Synopses & Reviews
The second half of the twentieth century witnessed a scientific gold rush as physicists raced to chart the inner workings of the atom. The stakes were high: the questions were big, and there were Nobel Prizes and everlasting glory to be won. Many mysteries of the atom came unraveled, but one remained intractable—what Frank Close calls the "Infinity Puzzle."
The problem was simple to describe. Although clearly very powerful, quantum field theory—the great achievement of the 1930s—was making one utterly ridiculous prediction: that certain events had an infinite probability of occurring.
The solution is known as renormalization, which enables theory to match what we see in the real world. It has been a powerful approach, conquering three of the four fundamental forces of nature, and giving rise to the concept of the Higgs boson, the now much-sought particle that may be what gives structure to the universe. The Infinity Puzzle charts the birth and life of the idea, and the scientists, both household names and unsung heroes, who realized it.
Based on numerous firsthand interviews and extensive research, The Infinity Puzzle captures an era of great mystery and greater discovery. Even if the Higgs boson is never found, renormalization—the pursuit of an orderly universe—has led to one of the richest and most productive intellectual periods in human history. With a physicist's expertise and a historian's care, Close describes the personalities and the competition, the dead ends and the sudden insights, in a story that will reverberate through the ages.

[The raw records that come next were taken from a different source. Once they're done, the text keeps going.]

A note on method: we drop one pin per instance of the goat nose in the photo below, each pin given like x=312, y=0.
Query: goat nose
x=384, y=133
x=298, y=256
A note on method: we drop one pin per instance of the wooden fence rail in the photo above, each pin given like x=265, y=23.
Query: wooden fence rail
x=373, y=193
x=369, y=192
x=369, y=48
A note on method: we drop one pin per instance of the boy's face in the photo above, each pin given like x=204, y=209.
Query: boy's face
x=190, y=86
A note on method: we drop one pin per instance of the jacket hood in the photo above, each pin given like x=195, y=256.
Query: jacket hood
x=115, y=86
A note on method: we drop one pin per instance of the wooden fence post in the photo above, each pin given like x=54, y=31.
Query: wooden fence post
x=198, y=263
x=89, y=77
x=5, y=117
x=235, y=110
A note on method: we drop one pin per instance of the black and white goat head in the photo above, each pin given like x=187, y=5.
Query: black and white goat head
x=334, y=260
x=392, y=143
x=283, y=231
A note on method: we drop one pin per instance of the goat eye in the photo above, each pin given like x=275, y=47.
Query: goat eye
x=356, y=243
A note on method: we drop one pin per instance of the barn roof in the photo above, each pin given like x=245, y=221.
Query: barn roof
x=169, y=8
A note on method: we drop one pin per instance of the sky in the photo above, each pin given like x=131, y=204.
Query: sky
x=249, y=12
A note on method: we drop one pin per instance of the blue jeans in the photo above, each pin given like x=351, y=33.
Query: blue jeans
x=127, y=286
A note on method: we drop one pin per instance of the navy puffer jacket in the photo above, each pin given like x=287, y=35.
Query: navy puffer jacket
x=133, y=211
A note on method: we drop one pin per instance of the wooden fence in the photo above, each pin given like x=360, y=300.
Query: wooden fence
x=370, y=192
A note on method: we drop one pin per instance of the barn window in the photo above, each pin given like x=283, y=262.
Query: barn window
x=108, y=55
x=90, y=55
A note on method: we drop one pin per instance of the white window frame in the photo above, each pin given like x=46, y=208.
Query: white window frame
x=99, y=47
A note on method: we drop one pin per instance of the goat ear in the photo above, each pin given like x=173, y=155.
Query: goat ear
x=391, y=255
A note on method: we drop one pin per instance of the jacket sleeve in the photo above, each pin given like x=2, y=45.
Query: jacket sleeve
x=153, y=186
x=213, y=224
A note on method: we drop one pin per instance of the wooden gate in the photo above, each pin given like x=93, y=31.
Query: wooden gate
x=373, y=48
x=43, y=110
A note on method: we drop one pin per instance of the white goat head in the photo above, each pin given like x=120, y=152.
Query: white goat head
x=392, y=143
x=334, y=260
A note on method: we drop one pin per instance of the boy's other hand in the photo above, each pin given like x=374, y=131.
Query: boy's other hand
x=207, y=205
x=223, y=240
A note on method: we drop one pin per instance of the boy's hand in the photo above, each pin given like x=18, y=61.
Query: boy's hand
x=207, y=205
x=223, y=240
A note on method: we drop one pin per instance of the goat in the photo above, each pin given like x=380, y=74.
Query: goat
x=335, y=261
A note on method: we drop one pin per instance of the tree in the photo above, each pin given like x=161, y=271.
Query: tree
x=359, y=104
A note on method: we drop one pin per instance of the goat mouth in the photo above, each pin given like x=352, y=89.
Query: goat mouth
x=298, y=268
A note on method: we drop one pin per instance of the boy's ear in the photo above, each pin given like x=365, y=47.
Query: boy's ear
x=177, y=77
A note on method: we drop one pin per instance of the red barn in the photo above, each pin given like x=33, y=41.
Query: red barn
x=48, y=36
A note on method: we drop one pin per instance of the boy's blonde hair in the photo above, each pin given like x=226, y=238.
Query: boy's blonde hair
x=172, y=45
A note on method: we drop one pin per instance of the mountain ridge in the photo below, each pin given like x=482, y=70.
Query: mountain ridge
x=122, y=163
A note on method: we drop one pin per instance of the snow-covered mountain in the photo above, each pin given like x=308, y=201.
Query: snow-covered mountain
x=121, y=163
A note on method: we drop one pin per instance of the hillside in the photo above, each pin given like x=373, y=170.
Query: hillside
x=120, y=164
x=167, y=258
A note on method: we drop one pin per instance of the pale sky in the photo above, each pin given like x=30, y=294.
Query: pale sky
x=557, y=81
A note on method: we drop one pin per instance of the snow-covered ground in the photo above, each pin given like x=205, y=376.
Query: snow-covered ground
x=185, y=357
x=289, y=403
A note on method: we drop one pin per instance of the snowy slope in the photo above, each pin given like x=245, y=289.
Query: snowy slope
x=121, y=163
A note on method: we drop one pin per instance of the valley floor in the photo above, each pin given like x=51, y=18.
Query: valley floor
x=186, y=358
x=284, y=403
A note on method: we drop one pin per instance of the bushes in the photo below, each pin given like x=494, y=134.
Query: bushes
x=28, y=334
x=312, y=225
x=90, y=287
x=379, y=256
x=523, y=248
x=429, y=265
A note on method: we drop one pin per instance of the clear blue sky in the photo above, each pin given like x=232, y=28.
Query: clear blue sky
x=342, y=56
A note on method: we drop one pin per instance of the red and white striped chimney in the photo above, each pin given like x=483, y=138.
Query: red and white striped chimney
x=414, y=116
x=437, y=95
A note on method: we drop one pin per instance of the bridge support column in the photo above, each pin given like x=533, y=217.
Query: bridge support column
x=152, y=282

Frank Close brings listeners to the second half of the twentieth century for a compelling look at the development of renormalization and, ultimately, the concept of the Higgs boson, the now much-sought particle that may be what gives structure to the universe.
About the Author
Frank Close is Professor of Physics at Oxford University and a Fellow of Exeter College. He was formerly vice president of the British Association for Advancement of Science and Head of the Theoretical Physics Division at the Rutherford Appleton Laboratory. He is the author of several books, including Antimatter, Neutrino, The Void, and The New Cosmic Onion. He is also the recipient of the Kelvin Medal of the Institute of Physics for his "outstanding contributions to the public understanding of physics." Jonathan Cowley is a British actor hailing from Eastbourne, East Sussex, but he currently calls Los Angeles home. He received AudioFile Earphones Awards for his narration of The Science of Evil by Simon Baron-Cohen and The Tower, the Zoo and the Tortoise by Julia Stuart. He has narrated many audiobooks and can also be heard on both sides of the Atlantic narrating film trailers and documentaries.